Detailed Verification of BCRs in COVID-19 Patients. (A) Somatic hypermutation and clonal expansion in critical samples. Individual clonotypes are depicted as bubbles with the size indicating the count of each clonotype and their position corresponding to HV gene usage and somatic hypermutation (SHM) rate. Larger bubbles denote higher clonotype counts. Clonal expansions are marked in the deceased patient groups (D 1-3) with counts exceeding 15. The recovered patient groups (R 1-3) show counts not exceeding 14. Arrows indicate the expanded clonotypes used for subsequent antibody binding assays. (B) Recombinant antibody binding to SARS-CoV-2 using expanded clones from COVID-19 patients. Variable region sequences from expanded clonotypes were expressed with the human IgG1 or kappa constant regions. The binding of these recombinant antibodies to immobilized SARS-CoV-2 infected call lysates was assessed using ELISA format. (C) Average coefficient of variation for somatic hypermutation (SHM) ratio in BCR from COVID-19 patients in the critical stage across different IGHV genes. Clone sequences were analyzed for SHM using IMGT/HighV-Quest. Statistical significance (determined by the Mann-Whitney U-test) between the groups for each HV-gene is indicated by the following markers: ***p < 0.001, **p < 0.05, *p < 0.1. (D) Database hit ratios of CDR sequences between deceased and recovered patient groups.

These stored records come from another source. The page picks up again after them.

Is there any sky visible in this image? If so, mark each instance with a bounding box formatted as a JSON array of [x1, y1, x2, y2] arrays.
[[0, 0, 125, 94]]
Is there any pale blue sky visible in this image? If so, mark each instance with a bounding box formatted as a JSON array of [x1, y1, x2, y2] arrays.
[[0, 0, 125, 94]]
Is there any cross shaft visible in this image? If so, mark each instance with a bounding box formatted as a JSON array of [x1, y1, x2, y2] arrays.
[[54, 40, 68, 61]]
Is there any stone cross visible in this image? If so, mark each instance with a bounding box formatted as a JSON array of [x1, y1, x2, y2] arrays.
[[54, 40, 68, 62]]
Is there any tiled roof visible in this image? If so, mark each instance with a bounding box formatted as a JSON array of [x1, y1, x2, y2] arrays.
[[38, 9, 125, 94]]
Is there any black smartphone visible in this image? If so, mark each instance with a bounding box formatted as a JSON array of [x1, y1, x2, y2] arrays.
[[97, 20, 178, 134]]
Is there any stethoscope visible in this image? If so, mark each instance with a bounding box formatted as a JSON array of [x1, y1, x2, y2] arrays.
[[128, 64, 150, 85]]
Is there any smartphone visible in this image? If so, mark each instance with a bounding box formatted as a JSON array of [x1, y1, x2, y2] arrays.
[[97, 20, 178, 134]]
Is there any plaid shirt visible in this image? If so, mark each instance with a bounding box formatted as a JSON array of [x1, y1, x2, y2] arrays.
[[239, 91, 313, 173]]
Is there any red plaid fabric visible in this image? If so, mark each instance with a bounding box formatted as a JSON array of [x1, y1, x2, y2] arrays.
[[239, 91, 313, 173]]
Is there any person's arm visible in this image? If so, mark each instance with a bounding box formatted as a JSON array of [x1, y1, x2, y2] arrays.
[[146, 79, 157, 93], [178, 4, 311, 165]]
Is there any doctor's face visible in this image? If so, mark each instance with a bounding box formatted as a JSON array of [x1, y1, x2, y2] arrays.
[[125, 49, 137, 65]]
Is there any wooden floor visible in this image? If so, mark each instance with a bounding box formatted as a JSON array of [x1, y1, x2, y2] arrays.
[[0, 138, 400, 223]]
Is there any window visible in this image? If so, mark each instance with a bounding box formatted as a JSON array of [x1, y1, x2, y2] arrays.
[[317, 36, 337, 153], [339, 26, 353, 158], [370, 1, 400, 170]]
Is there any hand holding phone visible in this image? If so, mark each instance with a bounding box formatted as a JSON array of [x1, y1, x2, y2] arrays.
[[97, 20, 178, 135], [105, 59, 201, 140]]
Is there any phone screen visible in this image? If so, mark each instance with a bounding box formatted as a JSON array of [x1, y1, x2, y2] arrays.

CDR1, CDR2, and CDR3 amino acid sequences from patient-derived clones were compared to a sequence database from prior COVID-19 studies and healthy individuals. Ratios are calculated as the number of database hits per total clonotypes in each patient’s heavy and light chains. The recovered patient group exhibited a significantly higher hit ratio compared to the deceased group (one-tailed Welch’s t-test, p = 0.0043).